Overpowered, “They numbered about 600 and came attacking from all directions. We were very few and they overpowered us, killing two of our own and injuring two who were recently release from hospital,” said Adakerie adding He reveals that three bodies are still rotting away about three kilometers from the village because residents fear lurking into the forests regarded as pokot hideouts. Lobokat Kainuk Ward representative Nicodemus Eguman said they lived in peace with their Pokot neighbours, albeit with normal cattle rustling, until 1983 when hell broke loose and attacks started taking political and land dimensions.
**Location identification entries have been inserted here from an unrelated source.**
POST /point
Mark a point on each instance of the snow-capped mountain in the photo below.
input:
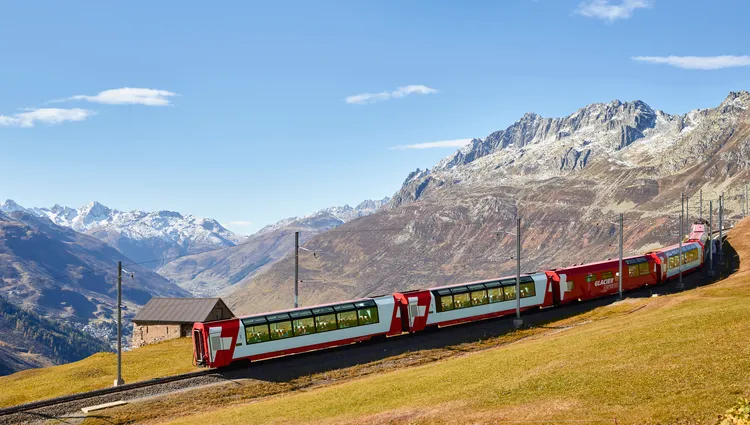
(566, 178)
(623, 134)
(329, 217)
(210, 273)
(140, 235)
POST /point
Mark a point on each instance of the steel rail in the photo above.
(101, 392)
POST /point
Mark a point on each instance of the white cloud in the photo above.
(431, 145)
(606, 9)
(361, 99)
(48, 116)
(697, 62)
(241, 223)
(128, 96)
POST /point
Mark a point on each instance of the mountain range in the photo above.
(216, 272)
(567, 179)
(141, 236)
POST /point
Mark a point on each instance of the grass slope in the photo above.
(98, 371)
(679, 358)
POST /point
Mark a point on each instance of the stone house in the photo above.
(167, 318)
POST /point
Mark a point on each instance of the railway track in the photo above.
(59, 406)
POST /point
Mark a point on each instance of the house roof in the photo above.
(178, 310)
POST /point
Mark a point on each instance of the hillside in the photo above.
(166, 358)
(215, 272)
(28, 341)
(142, 236)
(452, 223)
(58, 273)
(679, 358)
(61, 273)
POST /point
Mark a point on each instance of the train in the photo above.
(286, 332)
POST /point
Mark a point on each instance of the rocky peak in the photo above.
(736, 100)
(628, 120)
(10, 206)
(93, 212)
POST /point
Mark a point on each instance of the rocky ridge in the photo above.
(567, 178)
(140, 235)
(216, 272)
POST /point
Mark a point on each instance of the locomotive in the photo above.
(292, 331)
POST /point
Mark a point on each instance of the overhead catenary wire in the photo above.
(485, 224)
(162, 259)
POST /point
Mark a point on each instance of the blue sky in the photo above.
(251, 112)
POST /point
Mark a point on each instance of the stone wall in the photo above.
(144, 334)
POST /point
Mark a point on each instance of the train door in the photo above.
(199, 348)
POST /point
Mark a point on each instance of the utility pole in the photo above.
(518, 322)
(621, 277)
(711, 238)
(296, 269)
(721, 229)
(119, 381)
(682, 223)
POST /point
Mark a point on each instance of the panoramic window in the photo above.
(461, 300)
(509, 292)
(325, 319)
(347, 319)
(281, 330)
(446, 302)
(367, 315)
(495, 294)
(528, 290)
(346, 314)
(257, 333)
(479, 297)
(367, 312)
(304, 326)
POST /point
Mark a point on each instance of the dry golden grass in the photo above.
(98, 371)
(682, 358)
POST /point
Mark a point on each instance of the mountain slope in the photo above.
(210, 273)
(29, 341)
(141, 236)
(567, 178)
(57, 272)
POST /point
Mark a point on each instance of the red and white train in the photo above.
(286, 332)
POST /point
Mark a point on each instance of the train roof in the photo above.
(675, 247)
(603, 263)
(453, 285)
(309, 307)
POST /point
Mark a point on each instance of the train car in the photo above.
(669, 259)
(587, 281)
(466, 302)
(263, 336)
(700, 233)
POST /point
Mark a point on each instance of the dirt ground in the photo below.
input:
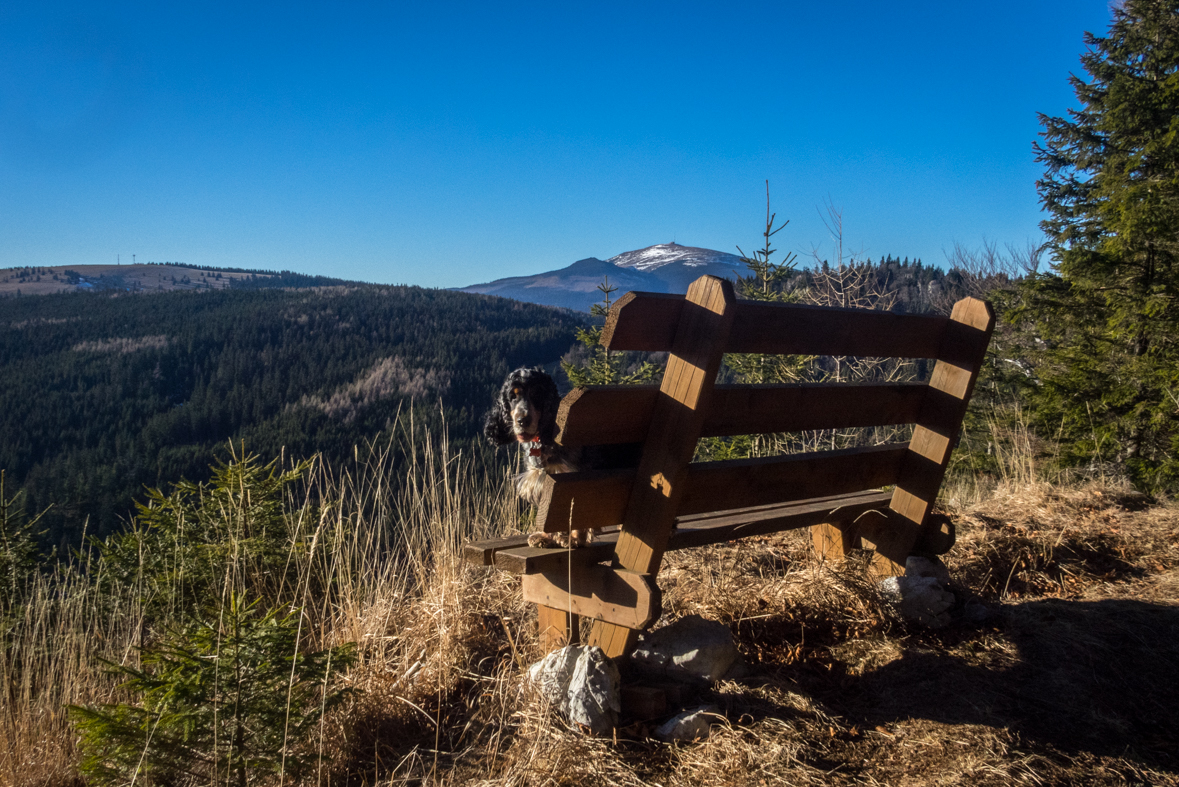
(133, 278)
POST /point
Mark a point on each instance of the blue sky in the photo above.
(447, 144)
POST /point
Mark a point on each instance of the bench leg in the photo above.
(557, 628)
(893, 542)
(834, 540)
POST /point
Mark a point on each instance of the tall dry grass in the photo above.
(842, 692)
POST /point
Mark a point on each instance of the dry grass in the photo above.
(1058, 670)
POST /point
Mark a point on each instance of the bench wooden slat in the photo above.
(616, 414)
(647, 321)
(698, 530)
(599, 497)
(685, 392)
(950, 385)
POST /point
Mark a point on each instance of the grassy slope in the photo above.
(1061, 672)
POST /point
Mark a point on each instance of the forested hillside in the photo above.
(101, 395)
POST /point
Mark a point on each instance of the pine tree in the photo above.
(606, 368)
(1108, 313)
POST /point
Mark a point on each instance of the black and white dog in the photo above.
(525, 412)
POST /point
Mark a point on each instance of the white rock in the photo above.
(689, 726)
(690, 649)
(583, 683)
(920, 599)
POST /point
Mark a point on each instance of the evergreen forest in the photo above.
(103, 395)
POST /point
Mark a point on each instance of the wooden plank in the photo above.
(616, 414)
(702, 529)
(685, 394)
(599, 592)
(482, 553)
(643, 321)
(646, 321)
(587, 498)
(950, 385)
(783, 478)
(557, 628)
(599, 497)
“After 1983 we were chased from Kainuk Hill and our people killed. We then came to Nakululumeit where we currently live. But our neighbours insist we still live in their land,” said. He said at least 15 people are killed and more than a 1,000 livestock stolen every week. He criticized security agents for often releasing inaccurate figures on the casualties during attacks, adding that the number of police officers is insufficient. “The public has lost faith in security agents and Government officers who blatantly lie on the figures. They can never say the truth because of fear of appearing as sleeping on the job,” he said. Kaptri Ward representative Shadrak Lodong’a says police take too long to respond to attacks even after receiving timely information. He says the area is vulnerable to attacks from the Pokot raiders following a decision by the Government to disarm police reservists. An administration police officer was shot in the area following an attack. He was shot at night after police shot dead a man and injured another when Kakong’ residents staged a demonstration, protesting the raging insecurity in the area. Heavily armed pokot bandits had attacked the village, killed five herders and one KPR officer before driving away over 2,000 goats, leaving owners who depended on their livestock vulnerable to famine. “The bandits attacked our villages and stole cattle and killed our people. But police who should have come to help us pursue the attackers turned against us and killed a man and left another seriously wounded,” said Lodong’a.
He says when Inspector General of Police David Kimaiyo visited the area, following the killing of the officer, he ordered the disarmament of all KPR, and something the MCA says has left villagers vulnerable to more attacks. But Turkana South OCPD Kipsang Sangach disputes the claims, saying the police only confiscated the firearms for ballistic analysis in the investigations on the death of the AP officer who was shot at Nakwomuru camp about 7km from Kakong’ town. However, area leaders have questioned why guns were confiscated without replacements leaving the area vulnerable.
Ballistic laboratories “We did not disarm the KPR. They are a crucial component in the security of this area because they are the ones who understand the terrain. We took the firearms to our ballistic laboratories in Nairobi to ascertain whether the guns could have been involved in the killing of the AP officer,” said Kipsang. He says there are enough police officers to man the expansive area despite a few challenges but admitted that the fact that the area did not benefit from the latest batch of security vehicles will have serious consequences.